Ibunya, Vivian, yang mendengar teriakan anak bungsunya itu hanya bisa menghela napas panjang.

"Padahal Mommy udah bilang sama wali kelasnya kalau dia bakal telat datang hari ini," ucapnya sambil menggelengkan kepala, sedikit merasa gemas dengan kelakuan Lingga.

Lucian yang sedang duduk di meja makan, asyik menyantap sarapannya, ikut tersenyum kecil mendengar perkataan ibunya.

"Biasa, Ma. Anak itu kan mana pernah mau datang telat.
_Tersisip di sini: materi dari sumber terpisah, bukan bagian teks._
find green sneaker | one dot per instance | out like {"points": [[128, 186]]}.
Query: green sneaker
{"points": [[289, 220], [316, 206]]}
Sekalinya telat ya begini, panik nggak karuan," ujar Lucian sambil melanjutkan kunyahannya, sesekali menatap ke arah jendela, melihat adiknya yang sudah melaju dengan motornya.

Sementara itu, ayah Lingga hanya diam sambil menggeleng-gelengkan kepala. Tangan kirinya masih memegang cangkir teh, sementara tangan kanannya memegang beberapa lembar dokumen yang harus dibawa ke kantor.

Ia sudah terbiasa dengan kebiasaan terburu-buru anak-anaknya, terutama Lingga. Tanpa banyak bicara, ia kembali fokus pada bacaan dokumennya sambil menyeruput teh hangatnya pelan-pelan, menikmati pagi yang tenang di antara kesibukan keluarganya.